Na segunda-feira (6), o Batalhão de Polícia do Exército (BPE) informou ao STF que entregou à Polícia Federal (PF) seis armas das oito registradas em nome de Bolsonaro. Segundo a corporação, uma pistola Glock e uma espingarda não foram localizadas.
A entrega foi determinada pelo ministro após a renovação da prisão domiciliar concedida ao ex-presidente.
Segundo a defesa de Bolsonaro, a espingarda está numa empresa importadora de materiais bélicos, em Caxias do Sul (RS). A arma seria um presente recebido pelo ex-presidente, mas, segundo os advogados, não chegou a ser retirada do estabelecimento.
Sobre a segunda arma, a defesa disse que a pistola Glock é a mesma que foi apreendida com o segurança do ex-presidente e está acautelada na Polícia Civil do Distrito Federal.
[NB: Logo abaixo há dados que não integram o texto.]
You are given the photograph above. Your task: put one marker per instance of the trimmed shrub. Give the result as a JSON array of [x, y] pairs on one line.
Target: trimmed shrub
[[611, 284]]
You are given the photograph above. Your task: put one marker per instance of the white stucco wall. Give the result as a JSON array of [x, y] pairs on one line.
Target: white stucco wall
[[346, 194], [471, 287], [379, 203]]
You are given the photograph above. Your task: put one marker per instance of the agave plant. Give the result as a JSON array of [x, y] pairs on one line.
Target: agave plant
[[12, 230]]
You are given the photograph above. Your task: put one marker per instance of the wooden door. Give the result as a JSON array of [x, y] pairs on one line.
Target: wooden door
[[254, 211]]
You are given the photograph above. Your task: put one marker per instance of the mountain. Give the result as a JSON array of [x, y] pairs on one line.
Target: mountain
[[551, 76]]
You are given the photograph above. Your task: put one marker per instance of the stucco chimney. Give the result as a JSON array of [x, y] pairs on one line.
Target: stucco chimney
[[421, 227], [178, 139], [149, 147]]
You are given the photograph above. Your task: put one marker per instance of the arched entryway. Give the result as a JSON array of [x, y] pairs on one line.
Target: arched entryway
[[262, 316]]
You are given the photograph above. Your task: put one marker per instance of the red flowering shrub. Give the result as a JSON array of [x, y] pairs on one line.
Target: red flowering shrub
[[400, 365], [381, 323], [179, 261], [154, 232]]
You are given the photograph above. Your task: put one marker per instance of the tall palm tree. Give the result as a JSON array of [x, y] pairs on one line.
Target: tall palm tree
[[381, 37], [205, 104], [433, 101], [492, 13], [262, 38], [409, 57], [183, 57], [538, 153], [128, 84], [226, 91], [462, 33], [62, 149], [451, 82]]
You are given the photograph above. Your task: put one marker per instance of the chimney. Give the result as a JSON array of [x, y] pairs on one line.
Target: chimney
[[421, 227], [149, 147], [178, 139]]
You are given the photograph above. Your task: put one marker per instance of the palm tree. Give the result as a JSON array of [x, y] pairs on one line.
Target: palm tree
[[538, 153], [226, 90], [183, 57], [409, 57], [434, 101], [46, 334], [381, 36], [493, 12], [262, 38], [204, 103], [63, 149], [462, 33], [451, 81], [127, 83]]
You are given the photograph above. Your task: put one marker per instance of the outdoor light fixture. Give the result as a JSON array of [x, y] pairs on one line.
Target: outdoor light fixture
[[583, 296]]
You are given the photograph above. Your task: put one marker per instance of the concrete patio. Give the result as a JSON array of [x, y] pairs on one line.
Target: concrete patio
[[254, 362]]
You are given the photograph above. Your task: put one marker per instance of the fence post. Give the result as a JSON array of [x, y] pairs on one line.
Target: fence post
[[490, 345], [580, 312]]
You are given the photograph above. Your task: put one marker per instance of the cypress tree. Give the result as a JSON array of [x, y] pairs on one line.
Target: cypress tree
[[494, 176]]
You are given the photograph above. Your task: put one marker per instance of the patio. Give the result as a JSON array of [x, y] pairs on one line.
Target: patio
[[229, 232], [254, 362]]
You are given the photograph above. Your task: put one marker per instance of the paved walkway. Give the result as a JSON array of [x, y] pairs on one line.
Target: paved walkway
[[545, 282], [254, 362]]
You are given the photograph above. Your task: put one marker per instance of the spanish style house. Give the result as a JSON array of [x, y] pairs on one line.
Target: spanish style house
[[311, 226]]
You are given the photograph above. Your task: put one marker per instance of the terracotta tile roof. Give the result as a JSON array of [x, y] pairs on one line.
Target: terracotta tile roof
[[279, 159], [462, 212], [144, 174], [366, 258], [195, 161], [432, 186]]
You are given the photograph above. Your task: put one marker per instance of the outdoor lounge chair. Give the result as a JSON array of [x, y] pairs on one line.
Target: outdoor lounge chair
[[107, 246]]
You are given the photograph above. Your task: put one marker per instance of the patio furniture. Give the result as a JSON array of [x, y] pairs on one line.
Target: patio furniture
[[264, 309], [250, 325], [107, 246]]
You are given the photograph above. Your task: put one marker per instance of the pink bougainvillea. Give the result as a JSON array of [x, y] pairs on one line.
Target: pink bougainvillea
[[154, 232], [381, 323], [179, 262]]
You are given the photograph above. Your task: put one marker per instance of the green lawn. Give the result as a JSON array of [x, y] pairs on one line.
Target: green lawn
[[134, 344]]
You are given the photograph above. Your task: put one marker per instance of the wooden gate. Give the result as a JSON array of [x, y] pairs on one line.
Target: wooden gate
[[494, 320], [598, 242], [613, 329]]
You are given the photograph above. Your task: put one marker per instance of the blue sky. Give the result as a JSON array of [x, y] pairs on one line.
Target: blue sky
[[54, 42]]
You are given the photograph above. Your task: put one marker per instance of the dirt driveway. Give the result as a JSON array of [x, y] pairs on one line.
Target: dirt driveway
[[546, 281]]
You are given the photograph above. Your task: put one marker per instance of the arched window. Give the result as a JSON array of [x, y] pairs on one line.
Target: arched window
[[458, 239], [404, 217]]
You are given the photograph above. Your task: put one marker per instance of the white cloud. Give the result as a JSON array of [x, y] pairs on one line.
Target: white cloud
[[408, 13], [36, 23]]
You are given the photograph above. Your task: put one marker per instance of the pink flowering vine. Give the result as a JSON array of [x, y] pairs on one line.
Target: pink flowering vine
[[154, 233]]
Arma apreendida e prisão domiciliar
Moraes determinou, na última sexta-feira (3), a suspensão do porte de arma de Bolsonaro e a apreensão das armas que estão registradas em seu nome. A decisão foi motivada pela repercussão da apreensão de uma arma com um dos seus seguranças.
Apesar de a Polícia Civil do Distrito Federal não ter indiciado o ex-presidente e afirmar que as armas estão legalizadas, o ministro entendeu que a posse de armamentos não é compatível com o cumprimento da pena de prisão.
No ano passado, Bolsonaro foi condenado a 27 anos e três meses de prisão no processo de trama golpista. Em seguida, após passar por uma cirurgia, ele ganhou o direito de cumprir prisão domiciliar temporária. Ele se recupera de uma pneumonia bacteriana.